New methods pose challenges and health risks for teachers returning to school

As New Jersey schools start releasing reopening plans, teachers have to grapple with a job that’s asking them to risk their health and teach in a way they’ve never done before.

“Most teachers are fearful to go back. They don’t want to go back. Even if they themselves don’t have any underlying health conditions they have families, so they’re worried about bringing something home. And people are also afraid of, maybe I might not die, but I also don’t want to have chronic lung disease for the rest of my life,” said Lauren Sbarro-Fernandez, a high school teacher in Mercer County.

Most plans will include a hybrid model where students alternate days in-school and at-home. In-person will have students at their desks most of the day, 6 feet apart, no group instruction.

“I’m a little bit worried about how we’ll actually be able to do science in the classroom. How I’ll be able to group students together to do their work. A lot of times I will present them with a question or an argument and the students will work together to try to solve that,” Sbarro-Fernandez said.

Group learning is a common teaching method that spans age groups and subjects.

“It’s not school like it used to be. They’re laying on the rug doing writing. We have rocking chairs. We have bean bag chairs, and they sit around the room and do their work in those. I hang things around the room and they have to go around and collect short ‘e’ words, or long ‘I’ words. They’re up and moving. All of that has to come to an end,” said first grade teacher Jody Walsh.

Some teachers will have to teach to a classroom and a virtual audience — two very different styles of teaching that require different methods to engage the students. It also means doubling daily lesson plans to reach both groups.

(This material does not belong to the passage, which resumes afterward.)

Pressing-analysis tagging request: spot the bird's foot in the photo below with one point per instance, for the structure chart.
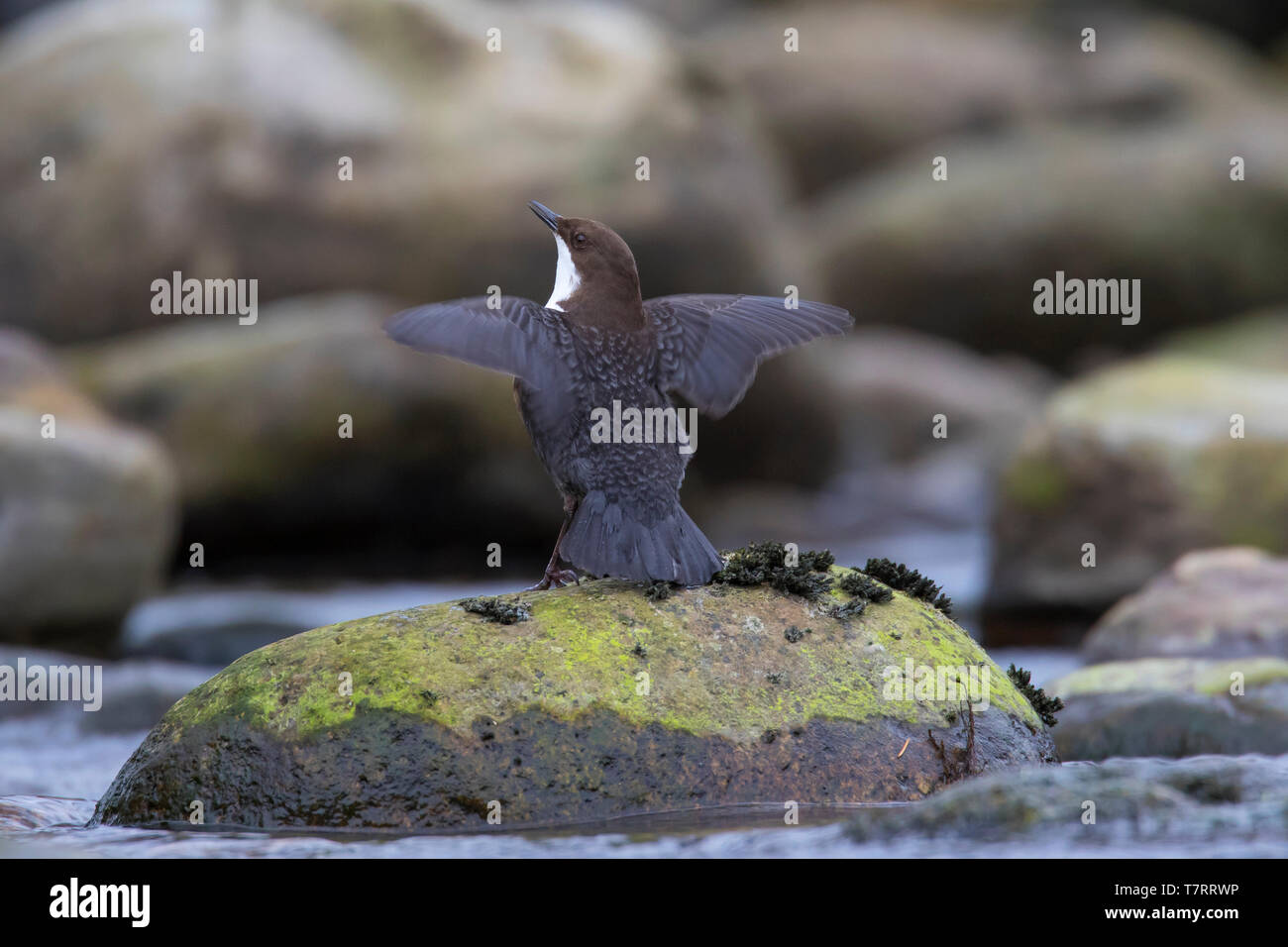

“Students would be getting less of an education because their teacher is drawn so thin trying to teach in class while also virtual. It’s hard to engage your students on the computer when you’re also trying to answer student questions in class,” said Sbarro-Fernandez.

Masks are also a huge concern for teachers who worry about liability if a student won’t keep it on. And some kids with sensory problems simply can’t tolerate them.

“Last year I had a child with a speech problem. How will the masks impact that? How will masks impact phonics? These kids are just learning the sounds of the letters. Just learning to read. Some of them are very soft-spoken even without a mask. How do I get close enough to actually hear them?” Walsh said.

And the big question is what happens when someone gets sick? Does an entire classroom shut down? Does the whole school shut down?

“If I have to quarantine, will I have to use my sick days? What if I run out of sick days?” asked Sbarro-Fernandez.

The risk of getting sick has Walsh and many older teachers seriously considering retirement. It’s something younger teachers simply can’t to do. But districts could be left with teacher shortages. The state’s largest teachers union, the New Jersey Education Association, is now pushing back on the timeline.

“I am not going to say that we are going to be ready on a certain date in September. And what I’m hearing overwhelmingly is that districts are scrambling. They want to open in an in-person setting, but they know it’s looking like they can’t do it full scale,” said NJEA President Marie Blistan.

The governor will announce later this week how parents can opt out of in-person instruction, but there is no such accommodation yet for teachers.